Itai Doron
The Secret Life and Archaic Times of Mr D
14 May – 18 June 1993
For White Cube’s inaugural exhibition, the Israeli artist Itai Doron created a world in which celluloid dreams seemed to come true. In a series of airbrushed photomontages, Doron indulged in acts of cinematic wish-fulfilment via his alter ego, Mr D, a grinning, fresh-faced boy who made clandestine appearances in film stills. Doron took viewers on a sentimental journey to meet his screen idols via images that, bathed in kitsch, glowing colours, have a winsome, storybook aesthetic. Doron’s visual cutting and pasting recalls the activities of an obsessive fan. The diminutive Mr D appears in each image—partaking in gunplay with James Bond, Barbarella and Travis Bickle, and posing with Mae West, Marilyn Monroe and Marlon Brando. Some of these encounters between child and screen icon are more charged, perhaps less innocent. For example, in one picture, Mr D appears as a toddler sitting on the bare knee of Joe Dalessandro, the actor and Warhol muse.

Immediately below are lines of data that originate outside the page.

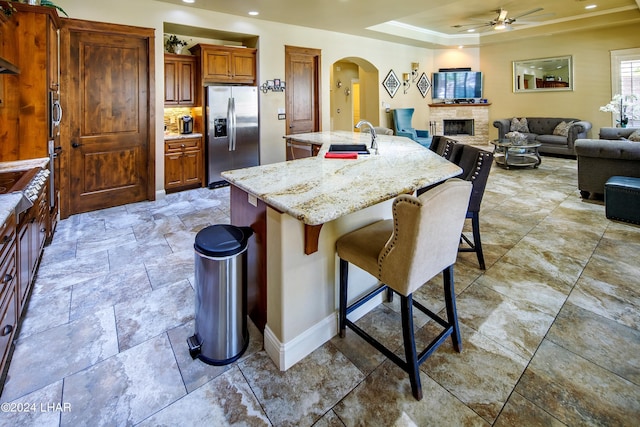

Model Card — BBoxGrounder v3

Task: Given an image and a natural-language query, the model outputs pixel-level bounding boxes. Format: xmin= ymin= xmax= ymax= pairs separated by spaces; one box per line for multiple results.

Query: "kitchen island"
xmin=222 ymin=131 xmax=461 ymax=370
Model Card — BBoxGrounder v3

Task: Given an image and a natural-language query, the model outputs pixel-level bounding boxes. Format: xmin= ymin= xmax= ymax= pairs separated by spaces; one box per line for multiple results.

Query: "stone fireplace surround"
xmin=429 ymin=104 xmax=491 ymax=145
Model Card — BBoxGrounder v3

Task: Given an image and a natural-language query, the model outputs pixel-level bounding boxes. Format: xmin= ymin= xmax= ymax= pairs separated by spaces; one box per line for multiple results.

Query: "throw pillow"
xmin=509 ymin=117 xmax=529 ymax=133
xmin=553 ymin=120 xmax=573 ymax=136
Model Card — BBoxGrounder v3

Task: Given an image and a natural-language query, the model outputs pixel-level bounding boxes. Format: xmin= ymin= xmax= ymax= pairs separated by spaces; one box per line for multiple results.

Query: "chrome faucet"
xmin=356 ymin=120 xmax=378 ymax=154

With its ability to rewrite history, photomontage is a precursor to the digital age, and has often been used by artists as a tool of biting satire and political statement. Doron’s seamless works of fiction share the exactitude of John Heartfield’s work, but he replaces the political edge with a core of playful humour. At the same time, their escapist mood recalls the sumptuous, camp creations of the French photographers Pierre et Gilles, and expresses a similar buoyant optimism. Doron’s homage to Hollywood can be seen as a paean to a golden age of unquestioning adulation for all that was ‘the silver screen’, in memory perhaps of childhood evenings spent at Saturday night picture shows and a bedroom wall plastered with posters of movie idols. While these fantasies testify to an enduring love affair with Hollywood’s allure, there is also a suggestion that the states of intense devotion that accompany hero worship are, by their nature, short-lived.